Decision trees are simple to understand. Yet they are the basic element of many powerful Machine Learning algorithms such as Random Forest. This serie of blogs will introduce the concept of decision tree and also provide basic scala code for those who want to better understand as well as do some experiments.

Binary decision trees

A binary decision tree is a model that predicts a result by checking multiple assertions.

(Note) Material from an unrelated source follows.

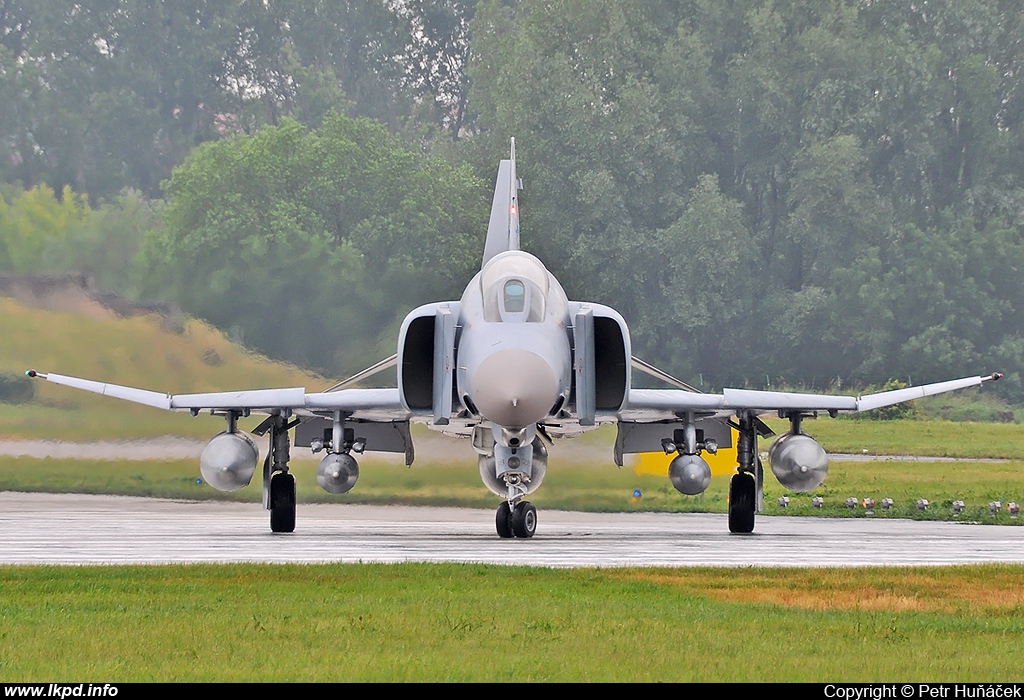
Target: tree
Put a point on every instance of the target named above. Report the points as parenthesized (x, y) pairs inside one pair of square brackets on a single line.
[(315, 243)]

For example, this is a very simple binary decision tree taking as input a real value \(x\):

                      true  
                       -----: 1
       true           |
        ------------ x>5?              
       |              |                        Example (1)
x --- x>0?             -----: 0  
       |              false
        -----: -1        
       false  

The prediction of such a decision tree is: \[ \begin{equation} p(x) = \left\{ \begin{aligned} -1 & \text{ if } x \le 0 \\ 0 & \text{ if } 0 < x \le 5 \\ 1 & \text{ if } x > 5 \end{aligned} \right. \end{equation} \]

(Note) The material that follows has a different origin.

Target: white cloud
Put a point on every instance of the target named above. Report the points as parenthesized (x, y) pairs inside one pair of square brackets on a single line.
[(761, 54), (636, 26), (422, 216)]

A binary decision tree is made of leaves and nodes. The leaves provide the predicted values. The nodes allow branching. Each node needs to keep the following information: a test function, and to which node or leaf to go next depending on the result of the test.

The simplest non-empty decision tree is made of one leaf. It always provides the same result whatever the input is.

Example (1) has three leaves with associated values -1, 0 and 1, and two nodes that test if x is positive or greater than 5:

                                ----[leaf3: 1]
                               |
                             true  
                               |
              -----------[node2: x>5?]
             |                 |
           true              false
             |                 |
x -----[node1: x>0?]            ----[leaf2: 0] 
             |                     
           false                    
             |
              ----[leaf1: -1]
/** The building blocks of a binary decision tree being leaves and nodes, 
  * we create two Scala classes Leaf and Node that extend a trait DecisionTree.
  */
trait DecisionTree[-A, +B] {
  def predict(sample: A): B
}

/** A leaf is a simple element that provides a prediction value (or decision). */
case class Leaf[A, B](decision: B) extends DecisionTree[A, B] {
  def predict(sample: A): B = decision
}

/** A node stores a test function as well as to which node or leaf to go next depending on
  * the result of the test.
  * We define as:
  *   - *right* the leaf or node to go to when the test is true,
  *   - *left* the leaf or node to go to when the test is false.
  */
case class Node[A, B](test: A => Boolean, left: DecisionTree[A, B], right: DecisionTree[A, B])
  extends DecisionTree[A, B] {

  def predict(sample: A): B = test(sample) match {
    case true => right.predict(sample)
    case false => left.predict(sample)
  }
}
defined trait DecisionTree
defined class Leaf
defined class Node

We now build the decision tree of Example (1), evaluate it at three different points and check that the result is the expected one. We keep the previous numbering of nodes and leaves:

val leaf3: Leaf[Double, Int] = Leaf(1)
val leaf2: Leaf[Double, Int] = Leaf(0)
val test2: Double => Boolean = _ > 5
val node2: Node[Double, Int] = Node(test2, leaf2, leaf3)
val leaf1: Leaf[Double, Int] = Leaf(-1)
val test1: Double => Boolean = _ > 0
val node1: Node[Double, Int] = Node(test1, leaf1, node2)
val tree: DecisionTree[Double, Int] = node1
// Let's test a few values:
(tree.predict(-2), tree.predict(0.5), tree.predict(9)) == (-1, 0, 1)
true

We previously detailed every step of the construction of the decision tree, but it could have been simply written as:

val tree: DecisionTree[Double, Int] = Node(_ > 0, Leaf(-1), Node(_ > 5, Leaf(0), Leaf(1)))
// Let's test a few values:
(tree.predict(-2), tree.predict(0.5), tree.predict(9)) == (-1, 0, 1)
true

We saw in this part how to build a simple binary decision tree in Scala. In Part 2, we will see how to create a simple class to handle the samples and labels of a data set.